As Bashar has collected the instruments of Syrian state power, analysts and diplomats say it is not yet clear whether he will be cunning and ruthless enough to keep them in the future.

Here the lessons of Hama weigh heavily - and will weigh on Bashar as he eyes his future. The Alawite are a Shiite Muslim sect - deemed heretical by some - that also draws on Christian and astrological traditions. When Assad took power in a 1970 coup, he brought Alawites to top positions, while also trying to strike a careful balance with Syria's other myriad groups.

"Don't use the word Alawite, it scares me," insists a Sunni taxi driver, upon entering Hama, indicating how sensitive the nature of the regime can be. At the Alawite village of Misyaf to the west, in the shadow of the Alawi Mountain range that has for centuries been the bastion of Alawites in Syria, a local Alawite councilman contends that there are no differences among Syrians.

"We are a mix, but we are all for our father [Assad]," says Dr. Maan Ali, a dentist. "There is a town of Christians nearby, and another of Sunnis, but there is no difference."

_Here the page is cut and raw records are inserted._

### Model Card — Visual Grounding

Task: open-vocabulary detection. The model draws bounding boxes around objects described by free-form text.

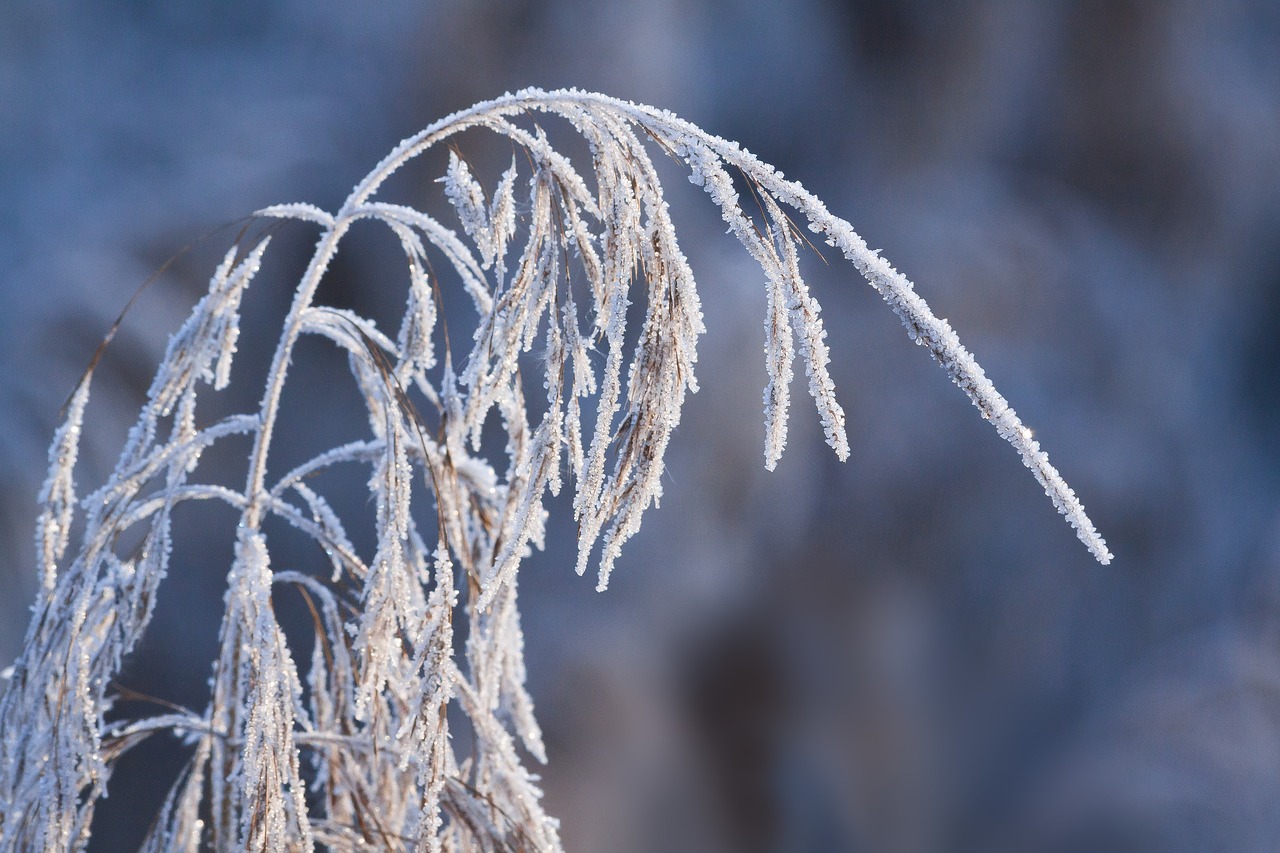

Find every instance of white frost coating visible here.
[0,90,1111,852]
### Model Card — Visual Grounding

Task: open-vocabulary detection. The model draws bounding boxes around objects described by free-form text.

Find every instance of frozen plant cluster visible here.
[0,90,1110,852]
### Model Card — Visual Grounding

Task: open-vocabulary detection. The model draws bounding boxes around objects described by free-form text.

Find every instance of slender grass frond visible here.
[0,90,1111,852]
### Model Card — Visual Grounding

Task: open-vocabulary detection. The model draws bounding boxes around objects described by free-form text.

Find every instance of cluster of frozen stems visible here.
[0,90,1110,850]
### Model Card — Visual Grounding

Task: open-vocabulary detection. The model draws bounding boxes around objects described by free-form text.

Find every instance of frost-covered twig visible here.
[0,90,1110,850]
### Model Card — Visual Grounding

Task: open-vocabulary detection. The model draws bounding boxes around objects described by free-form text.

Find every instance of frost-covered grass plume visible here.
[0,90,1111,852]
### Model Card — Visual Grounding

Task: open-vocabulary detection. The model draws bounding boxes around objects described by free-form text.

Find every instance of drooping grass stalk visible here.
[0,90,1111,850]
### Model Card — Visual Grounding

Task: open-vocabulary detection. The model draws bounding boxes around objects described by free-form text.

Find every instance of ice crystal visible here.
[0,90,1111,852]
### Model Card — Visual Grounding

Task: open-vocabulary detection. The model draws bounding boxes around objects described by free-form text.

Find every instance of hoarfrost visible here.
[0,90,1111,850]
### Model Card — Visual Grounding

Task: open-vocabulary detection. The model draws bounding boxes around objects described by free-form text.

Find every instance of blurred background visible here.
[0,0,1280,853]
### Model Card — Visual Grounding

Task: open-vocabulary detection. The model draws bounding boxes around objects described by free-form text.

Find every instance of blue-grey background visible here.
[0,0,1280,853]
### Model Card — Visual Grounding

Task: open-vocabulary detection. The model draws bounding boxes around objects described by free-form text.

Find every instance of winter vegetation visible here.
[0,90,1111,852]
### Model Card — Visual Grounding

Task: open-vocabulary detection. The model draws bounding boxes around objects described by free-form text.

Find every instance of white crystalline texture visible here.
[0,90,1111,852]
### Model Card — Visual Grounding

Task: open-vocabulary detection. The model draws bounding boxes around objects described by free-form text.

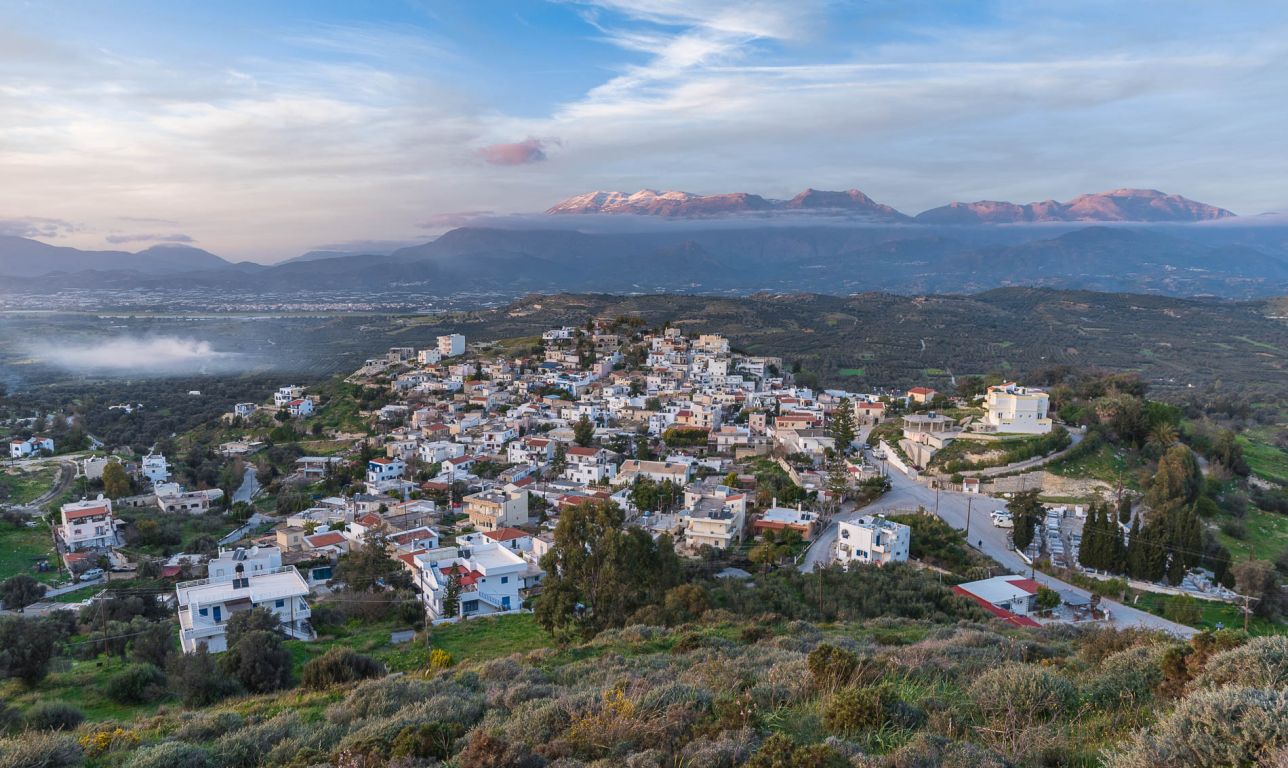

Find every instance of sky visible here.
[0,0,1288,262]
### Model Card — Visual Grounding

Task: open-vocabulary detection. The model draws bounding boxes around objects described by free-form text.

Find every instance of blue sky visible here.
[0,0,1288,260]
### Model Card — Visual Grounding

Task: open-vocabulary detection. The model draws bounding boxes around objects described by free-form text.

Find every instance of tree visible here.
[536,501,680,637]
[1037,586,1061,611]
[224,608,281,648]
[443,571,461,617]
[550,443,568,477]
[1233,561,1288,620]
[335,539,411,591]
[572,414,595,448]
[1006,488,1043,552]
[827,454,850,512]
[219,630,291,693]
[831,397,854,454]
[0,573,45,611]
[166,643,238,706]
[103,461,130,499]
[1145,445,1203,517]
[0,616,58,688]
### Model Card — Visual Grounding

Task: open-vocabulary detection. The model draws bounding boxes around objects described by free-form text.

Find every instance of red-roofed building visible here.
[58,496,121,552]
[908,387,939,403]
[953,576,1042,626]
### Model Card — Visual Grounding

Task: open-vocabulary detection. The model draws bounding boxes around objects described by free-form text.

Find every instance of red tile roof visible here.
[483,528,529,541]
[63,504,111,521]
[953,579,1042,629]
[304,531,344,546]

One aspect of change already underway in Syria may help Bashar, as he navigates the minefield of tribal and religious interests. "The initial Baath drive toward secularism has eased," notes a Syrian observer. "It has become more open to positive Muslim feelings. The sense is growing that says 'Let's accommodate.' "

Still, while Syrians mourned the death of their leader of 30 years last week, with black banners even in Hama wishing "Paradise immortal for the Master of the Nation," the grieving in this city was less sincere. When asked political questions, some men point to the mourning banners, and declare that they are "step by step" with Bashar. But they also speak often of the young leader's promise of change - and hope that means a change from the calculations that led to the Hama crackdown.

"The savagery was absolutely fantastic. There was no attempt to hold back," says a Syrian analyst who, like the others interviewed for this article, asked not to be named. "It was not only to inflict a punishment, but to inflict a lesson for generations to come."